I have a mysql query to get all places count from an area. If I query for only one id it's really quick, if I query for two ids or more then it's really slow.
Areas.geometry and Places.location are SPATIAL indexes.
There is only 3 rows ( all have complex geometry. The row 3 is the more complex ) in areas table and 3000 rows in stores. I build up a demo sql file to import if you want to test : geospatial-exemple.sql
Some exemple :
This query is running in 260ms :
select a.name,
(
SELECT count(*)
FROM places p
WHERE ST_Contains(a.geometry,p.location)
) as places_count
FROM areas a
WHERE a.id in (1)
This query is running in 320ms :
select a.name,
(
SELECT count(*)
FROM places p
WHERE ST_Contains(a.geometry,p.location)
) as places_count
FROM areas a
WHERE a.id in (3)
This query is running in 50s :
select a.name,
(
SELECT count(*)
FROM places p
WHERE ST_Contains(a.geometry,p.location)
) as places_count
FROM areas a
WHERE a.id in (1,3)
I also tried to hardcode the areas.geometry in the query with the more complex MULTIPOLYGON
This query is running in 380ms :
select a.name,
(
SELECT count(*)
FROM places p
WHERE ST_Contains(ST_GeomFromText("MULTIPOLYGON((...))",
4326,
'axis-order=long-lat'),p.location)
) as places_count
FROM areas a
WHERE a.id in (1,3)
So clearly it's faster to run multiple queries than only one and wait for a minutes. If somebody know if it's a mysql bug or if there is another way to do that ? Working with Join query give the same results.
According to John Powells answer here, there is an undocumented limitation for spatial indexes:
For the Contains and Intersects functions to work properly, and for the index to be used, you need to have one of the geometries be a constant.
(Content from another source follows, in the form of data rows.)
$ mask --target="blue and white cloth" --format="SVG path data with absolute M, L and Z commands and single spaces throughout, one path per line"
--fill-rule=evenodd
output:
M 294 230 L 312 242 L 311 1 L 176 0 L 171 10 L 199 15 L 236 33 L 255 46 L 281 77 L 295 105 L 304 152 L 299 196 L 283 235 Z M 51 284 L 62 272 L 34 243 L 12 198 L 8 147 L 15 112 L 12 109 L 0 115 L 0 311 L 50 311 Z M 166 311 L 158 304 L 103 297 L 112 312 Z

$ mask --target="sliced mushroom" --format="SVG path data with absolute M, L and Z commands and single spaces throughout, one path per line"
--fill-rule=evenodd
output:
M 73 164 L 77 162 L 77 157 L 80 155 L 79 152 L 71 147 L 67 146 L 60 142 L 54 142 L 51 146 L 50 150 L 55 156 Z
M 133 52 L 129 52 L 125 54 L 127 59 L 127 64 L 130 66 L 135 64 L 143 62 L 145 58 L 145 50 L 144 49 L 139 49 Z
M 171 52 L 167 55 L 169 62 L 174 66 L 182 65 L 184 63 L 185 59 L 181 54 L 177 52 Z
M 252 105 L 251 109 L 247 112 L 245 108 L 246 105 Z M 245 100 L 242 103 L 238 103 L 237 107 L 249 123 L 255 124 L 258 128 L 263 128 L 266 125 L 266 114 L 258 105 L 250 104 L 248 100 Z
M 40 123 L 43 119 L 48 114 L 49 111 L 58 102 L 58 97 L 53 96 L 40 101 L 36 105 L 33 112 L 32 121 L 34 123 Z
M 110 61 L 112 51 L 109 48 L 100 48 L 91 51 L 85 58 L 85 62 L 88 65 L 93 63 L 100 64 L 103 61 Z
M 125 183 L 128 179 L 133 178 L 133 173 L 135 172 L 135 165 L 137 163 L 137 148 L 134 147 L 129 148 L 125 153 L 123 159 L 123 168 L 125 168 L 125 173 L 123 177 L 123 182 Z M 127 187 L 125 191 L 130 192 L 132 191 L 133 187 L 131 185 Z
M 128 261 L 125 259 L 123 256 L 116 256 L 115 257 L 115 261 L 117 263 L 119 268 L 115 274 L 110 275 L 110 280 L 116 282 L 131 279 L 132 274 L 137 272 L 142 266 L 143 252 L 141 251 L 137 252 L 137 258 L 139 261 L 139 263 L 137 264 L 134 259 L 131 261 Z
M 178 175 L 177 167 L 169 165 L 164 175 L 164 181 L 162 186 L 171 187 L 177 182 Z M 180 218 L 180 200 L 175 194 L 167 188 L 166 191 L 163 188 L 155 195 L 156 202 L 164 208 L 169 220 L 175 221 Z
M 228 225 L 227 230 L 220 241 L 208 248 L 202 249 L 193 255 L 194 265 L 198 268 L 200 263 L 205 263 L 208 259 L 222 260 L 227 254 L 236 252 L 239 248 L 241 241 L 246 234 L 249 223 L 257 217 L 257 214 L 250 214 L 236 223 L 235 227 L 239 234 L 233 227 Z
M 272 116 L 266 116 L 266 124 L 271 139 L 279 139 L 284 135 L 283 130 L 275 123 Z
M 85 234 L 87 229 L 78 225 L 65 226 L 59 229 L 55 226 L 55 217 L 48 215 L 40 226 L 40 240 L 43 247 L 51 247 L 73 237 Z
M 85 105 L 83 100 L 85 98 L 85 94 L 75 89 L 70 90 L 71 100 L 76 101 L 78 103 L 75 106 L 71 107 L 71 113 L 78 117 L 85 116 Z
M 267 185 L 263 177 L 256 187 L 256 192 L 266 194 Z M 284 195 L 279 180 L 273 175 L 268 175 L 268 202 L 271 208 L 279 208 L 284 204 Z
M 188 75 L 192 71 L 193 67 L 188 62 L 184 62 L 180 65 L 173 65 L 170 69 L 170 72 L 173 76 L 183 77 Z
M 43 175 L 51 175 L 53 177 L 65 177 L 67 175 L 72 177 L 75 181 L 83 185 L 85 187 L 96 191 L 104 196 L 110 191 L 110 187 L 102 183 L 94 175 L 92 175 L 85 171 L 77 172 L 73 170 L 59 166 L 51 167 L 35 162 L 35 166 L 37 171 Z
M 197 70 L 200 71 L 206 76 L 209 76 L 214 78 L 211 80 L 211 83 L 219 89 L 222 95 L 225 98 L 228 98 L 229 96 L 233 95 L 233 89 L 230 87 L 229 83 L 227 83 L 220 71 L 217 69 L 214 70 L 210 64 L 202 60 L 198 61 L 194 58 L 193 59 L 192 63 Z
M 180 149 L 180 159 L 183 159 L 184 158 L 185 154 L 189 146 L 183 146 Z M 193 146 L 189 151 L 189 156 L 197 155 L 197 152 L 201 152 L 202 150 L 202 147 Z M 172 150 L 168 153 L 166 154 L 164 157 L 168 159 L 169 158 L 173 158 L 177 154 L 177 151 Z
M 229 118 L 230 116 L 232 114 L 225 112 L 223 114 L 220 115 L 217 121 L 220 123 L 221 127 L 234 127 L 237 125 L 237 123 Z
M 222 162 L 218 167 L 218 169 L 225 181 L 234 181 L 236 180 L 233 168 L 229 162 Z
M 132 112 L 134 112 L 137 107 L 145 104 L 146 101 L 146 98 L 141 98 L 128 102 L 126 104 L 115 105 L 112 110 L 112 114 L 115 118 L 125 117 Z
This doesn't appear to be documented, although all the examples you will see with MySQL with Intersects/Contains work this way.
So running multiple queries with one area each would indeed be faster.
If you have the permissions to create functions, you can however use a workaround by running your subquery in a function, where areas.geometry
will now act as a constant parameter for ST_Contains()
:
CREATE FUNCTION fn_getplacescount(_targetarea GEOMETRY)
RETURNS INT READS SQL DATA
RETURN (SELECT COUNT(*) FROM places p WHERE ST_Contains(_targetarea, p.location));
Now
SELECT a.name, fn_getplacescount(a.geometry) AS places_count
FROM areas a WHERE a.id in (1,3);
would be similar to running each area separately, and should have a similar execution time as using two separate queries.